Haiti was eliminated from the World Cup on Wednesday afternoon.
But you wouldn’t have known it if you were walking by Lakou Lakay — a Haitian restaurant in Tijuana’s Zona Norte. That’s where dozens of members of Haiti’s Mexican diaspora gathered to cheer on their team.
“We’re happy here,” said Evens Jean Lois. “Here in Tijuana, it’s almost like being in our home country.”
Jean Lois arrived in Tijuana in 2019, after facing discrimination in the Dominican Republic and Venezuela. He’s one of more than 6,000 Haitian nationals now living in the Mexican border city.
Before Wednesday’s game kicked off, Jean Lois cooked some chicken in a makeshift charcoal grill on the street outside Lakou Lakay.
“The beauty of this World Cup is that it brought us closer together,” he said.
This was Haiti’s first World Cup since 1974. And the team put up a good fight — scoring two goals against Morocco, a team that made the semifinals in the 2022 World Cup.
Just being in the international tournament has given people in the Haitian diaspora a reason to celebrate — especially after the tragedies that have befallen their homeland in recent years. Since 2010, the country has endured a devastating earthquake, a massive hurricane and a presidential assassination.
The first wave of Haitian transplants arrived at Tijuana in 2016. In the decade since, they’ve built a thriving community that touches many aspects of Tijuana society.
Haitian children attend local schools, Haitian businesses line Tijuana’s commercial districts, and Haitian food contributes to the city’s culinary scene.
Vivianne Petite Frere owns Lakou Lakay. She’s also a community organizer who works with the Haitian Bridge Alliance — an immigrant advocacy nonprofit.

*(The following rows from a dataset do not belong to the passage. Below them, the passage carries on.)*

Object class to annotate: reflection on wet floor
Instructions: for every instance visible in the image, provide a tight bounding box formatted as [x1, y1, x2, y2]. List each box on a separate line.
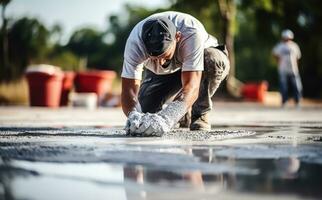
[0, 125, 322, 200]
[0, 145, 322, 199]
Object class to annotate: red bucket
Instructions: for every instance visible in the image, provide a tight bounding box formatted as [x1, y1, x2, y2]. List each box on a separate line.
[60, 72, 76, 106]
[75, 70, 116, 98]
[26, 72, 63, 107]
[242, 81, 268, 102]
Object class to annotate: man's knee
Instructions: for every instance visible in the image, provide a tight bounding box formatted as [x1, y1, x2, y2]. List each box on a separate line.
[204, 47, 230, 83]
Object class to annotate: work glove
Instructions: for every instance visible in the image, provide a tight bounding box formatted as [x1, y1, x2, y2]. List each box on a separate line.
[135, 101, 187, 136]
[124, 110, 144, 135]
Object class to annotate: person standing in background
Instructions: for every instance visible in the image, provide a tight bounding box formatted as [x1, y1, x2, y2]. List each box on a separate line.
[273, 29, 302, 107]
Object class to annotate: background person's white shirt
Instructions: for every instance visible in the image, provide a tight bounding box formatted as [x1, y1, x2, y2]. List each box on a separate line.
[273, 40, 301, 74]
[121, 11, 218, 80]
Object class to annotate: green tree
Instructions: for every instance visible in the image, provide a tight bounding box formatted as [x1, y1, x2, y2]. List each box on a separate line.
[0, 0, 11, 76]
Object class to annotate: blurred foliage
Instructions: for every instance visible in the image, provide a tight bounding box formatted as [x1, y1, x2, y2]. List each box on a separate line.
[0, 0, 322, 97]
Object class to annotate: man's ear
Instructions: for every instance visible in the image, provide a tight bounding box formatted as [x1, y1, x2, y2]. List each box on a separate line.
[175, 31, 181, 42]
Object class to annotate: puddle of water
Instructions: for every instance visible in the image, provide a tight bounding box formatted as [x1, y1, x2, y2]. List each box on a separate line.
[0, 144, 322, 200]
[0, 124, 322, 200]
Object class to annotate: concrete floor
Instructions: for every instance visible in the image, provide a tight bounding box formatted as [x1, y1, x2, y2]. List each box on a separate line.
[0, 102, 322, 200]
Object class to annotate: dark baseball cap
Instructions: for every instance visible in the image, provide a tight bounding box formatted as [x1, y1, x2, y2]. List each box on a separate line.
[142, 17, 177, 56]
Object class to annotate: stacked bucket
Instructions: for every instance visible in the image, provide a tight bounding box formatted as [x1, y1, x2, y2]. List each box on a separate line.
[26, 65, 116, 107]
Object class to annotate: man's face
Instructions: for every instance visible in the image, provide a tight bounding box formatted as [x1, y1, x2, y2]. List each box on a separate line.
[150, 31, 181, 66]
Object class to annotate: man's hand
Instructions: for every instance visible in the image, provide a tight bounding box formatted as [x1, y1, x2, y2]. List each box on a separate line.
[128, 101, 187, 136]
[136, 113, 172, 136]
[125, 110, 144, 135]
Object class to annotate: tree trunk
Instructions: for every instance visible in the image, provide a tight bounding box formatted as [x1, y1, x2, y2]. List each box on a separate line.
[218, 0, 242, 97]
[1, 3, 9, 69]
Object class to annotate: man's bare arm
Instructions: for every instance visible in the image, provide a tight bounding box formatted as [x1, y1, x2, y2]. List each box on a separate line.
[121, 78, 141, 116]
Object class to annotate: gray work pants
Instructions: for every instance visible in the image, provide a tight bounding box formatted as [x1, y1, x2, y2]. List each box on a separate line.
[139, 47, 230, 117]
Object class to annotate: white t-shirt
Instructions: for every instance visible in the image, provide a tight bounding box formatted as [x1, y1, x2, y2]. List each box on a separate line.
[273, 40, 301, 74]
[121, 11, 218, 80]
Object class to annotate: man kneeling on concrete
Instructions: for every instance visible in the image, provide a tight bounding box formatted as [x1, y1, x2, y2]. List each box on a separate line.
[122, 11, 229, 136]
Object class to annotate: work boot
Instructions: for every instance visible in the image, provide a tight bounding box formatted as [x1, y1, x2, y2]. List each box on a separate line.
[178, 111, 191, 128]
[190, 113, 211, 131]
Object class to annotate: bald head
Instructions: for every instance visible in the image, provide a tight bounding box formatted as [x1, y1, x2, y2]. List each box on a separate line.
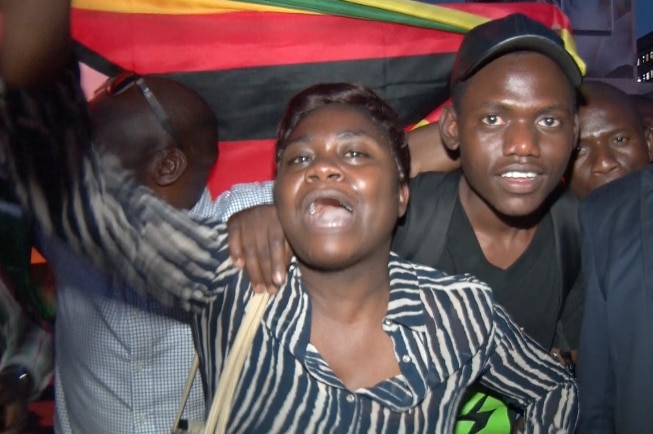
[89, 76, 218, 208]
[570, 81, 652, 198]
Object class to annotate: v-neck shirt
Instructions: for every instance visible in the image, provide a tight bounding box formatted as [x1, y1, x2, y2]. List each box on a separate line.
[438, 197, 562, 348]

“I originally came thinking I’d go to the United States, but I found opportunity here in Tijuana,” Petite Frere said.
On Wednesday, her restaurant hosted dozens of Haitians, a few Tijuana neighbors, and even some curious soccer fans from San Diego during the game. She cooked traditional Haitian fare while a local DJ played Haitian hip-hop outside.
Petite Frere said the soccer tournament is an opportunity to show the world that Haiti is much more than the violence and chaos often portrayed in international media.
“The World Cup is a window to show a side of Haiti that others hide,” she said.
She’s proud that Haiti became the world’s first free Black republic in 1804, after the enslaved people of the Caribbean island defeated the army of French emperor Napoleon Bonaparte.
It’s a bit of history that was originally part of Haiti’s World Cup uniforms — a silhouette of men holding up the revolutionary flag. But the tournament’s organizers deemed it too political and told the team to remove the reference.
At Lakou Lakay, several fans wore the jersey with the revolutionary symbol.
Petite Frere welcomes the controversy, saying it may encourage people to read up on Haitian history. She argues that being punished for their independence is an unfortunate part of the Haitian experience.
Ultimately, the French government forced Haiti to compensate it for lost property, including people and land. In the early 1900s, debt payments to the French accounted for three-quarters of the small island nation’s budget. This made it essentially impossible for Haiti to invest in the welfare of its own people.